It was our second Christmas as a family of three and I was going to nail it.
I planned the picture-perfect outfit for my daughter.
I even planned ahead with snacks and small toys to keep her busy while we waited in line.
One of many lessons I now know as a seasoned parent with tots who’ve grown into teens and young adults is that despite your planning and attempt to control all things, life will twist and wiggle and turn. You can drown or adapt.
So, imagine my surprise as a first-time mom when, after standing in line with my excitement building for the hour and a half it took to get there, my daughter didn’t want to do it.
“Ho, ho, ho!” The festive Santa let out a jolly ole laugh as he patted his knee and invited my daughter to sit on his lap. “Tell me what you want for Christmas!”
She squirmed as I gently nudged her forward. This was IT! All the fun from my childhood was going to be passed onward to my offspring with holiday cheer and cookies and Rudolph and, of course, Santa!
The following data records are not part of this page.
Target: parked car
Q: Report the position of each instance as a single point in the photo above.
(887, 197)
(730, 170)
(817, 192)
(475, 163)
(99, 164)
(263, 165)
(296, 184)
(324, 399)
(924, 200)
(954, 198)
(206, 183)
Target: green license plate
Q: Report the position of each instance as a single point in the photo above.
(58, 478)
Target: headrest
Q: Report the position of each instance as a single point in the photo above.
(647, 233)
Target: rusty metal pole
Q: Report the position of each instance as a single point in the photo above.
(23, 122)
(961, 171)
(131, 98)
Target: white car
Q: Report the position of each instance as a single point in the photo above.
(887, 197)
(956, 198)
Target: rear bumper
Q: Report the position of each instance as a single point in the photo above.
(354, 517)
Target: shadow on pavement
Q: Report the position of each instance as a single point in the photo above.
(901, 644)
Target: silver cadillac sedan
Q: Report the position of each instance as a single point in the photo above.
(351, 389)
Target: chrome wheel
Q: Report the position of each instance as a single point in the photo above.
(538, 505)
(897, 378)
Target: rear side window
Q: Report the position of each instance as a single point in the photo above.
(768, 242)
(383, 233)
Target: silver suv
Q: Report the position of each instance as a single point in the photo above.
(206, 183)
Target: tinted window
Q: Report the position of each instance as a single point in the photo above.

But she didn’t move closer to him. Instead, she hid behind me.
The line of impatient parents and kids groaned behind us as we stalled. My cheeks felt flush and I felt flustered.
I knelt down and started to do what most parents do .. sway my child, telling her it was safe … fun … the thing to do.
C’mon just smile for the picture so we can capture our happy memory of the day.
But who was I trying to convenience here, me or her?
When I dropped into the moment, and my relationship with my child, I realized that it wasn’t her who needed to go but me who needed to stop.
With her whole body, my child was telling me about her experience - and it didn’t feel fun or safe to her.
We left that day without a picture on Santa’s lap. I thought I would feel bummed, but instead, I felt grateful - grateful that I didn’t force my child to do something that she didn’t want to do.
Having no picture was better than getting a picture of her on Santa’s lap crying in terror. Her discomfort wasn’t worth my agenda.
Funny thing about a child’s intuition. They know what is right for them. They know when it is time to say “Hi” or when to give that family member a hug or when to sit on Santa’s lap. Or when not to at all.
When the adults in their lives tell them that those feelings and that knowing are wrong, inconvenient, or not acceptable, it dampens their intuition - that internal barometer of what is good and bad - and that voice that guides them becomes muffled. By the time children grow into adults, that voice is often a whisper, if even recognizable at all.
Children have consent over their bodies. Period. Doesn’t matter if they are two or twenty-two. It doesn’t matter what is expected or what is convenient or what we have been programmed to believe. Our children are in charge of their bodies and they decide what is a yes and what’s a no for them.
Children are wired to seek approval from their caregivers because it is how they are designed to survive. It is an innate mechanism. How we respond as parents to our children’s intuition and their bids to voice their consent greatly impacts their ability to speak their truth, set boundaries, and trust who they are.
When children learn that approval equates love, they become approval seekers, and they learn to look outward for what is right, good, and valuable.
When our children learn that who they are is love, they become empowered children who grow into powerful adults.
My firstborn was a “cooperative child” and, looking back now, I can see with 20/20 vision (in a way that I couldn’t fully see that day of our Santa visit) that my child didn’t need to be told what to do. She needed to be told that she has a voice and be encouraged to use it, even when it runs against the grain or other people’s expectations of her.
My second child was what many would call “strong-willed.” I realized that she needed permission to know that her body is hers and that she is in charge of what happens with it. The last thing she needed was to have someone squash that powerful voice. Now that she is in college, I see that “strong-willed” personality as leadership potential and I am so glad that I cultivated it instead of dampening it.
It is so hard to see how these hard-to-parent behaviors could play out in the long-haul while we are in the trenches of them. It almost seems “too big” to think about our three, four, and five-year-olds becoming 22 or 23 - how some of the traits that are maddening are the exact traits that become their most beautiful qualities.
My kids did eventually sit on Santa’s lap - my youngest around age four and my oldest around age nine. But not because they were made to, but because they chose it.
Standing here today, witnessing my daughters who are now young adults, I feel more grateful than ever that I decided to listen to that voice inside of me - that I was still able to hear it inside of myself. I’m so glad that I decided to follow that instead of succumbing to the pressures and expectations from outside - the ones that seem to flood you when you are a new, raw parent.
Something really magical happens when you choose relationship over power. You stop fighting with your children to be who you want them to be and become a guide and witness to who they already are.
If you could take a remote to fast forward 10 or 20 years, you may find that by choosing relationship over power, your children have a better relationship not only with you but with themselves.
I’ve done a lot of weight training to grow this muscle over the past 50 years but I had to start somewhere. And it started that day my child decided not to sit on Santa’s lap.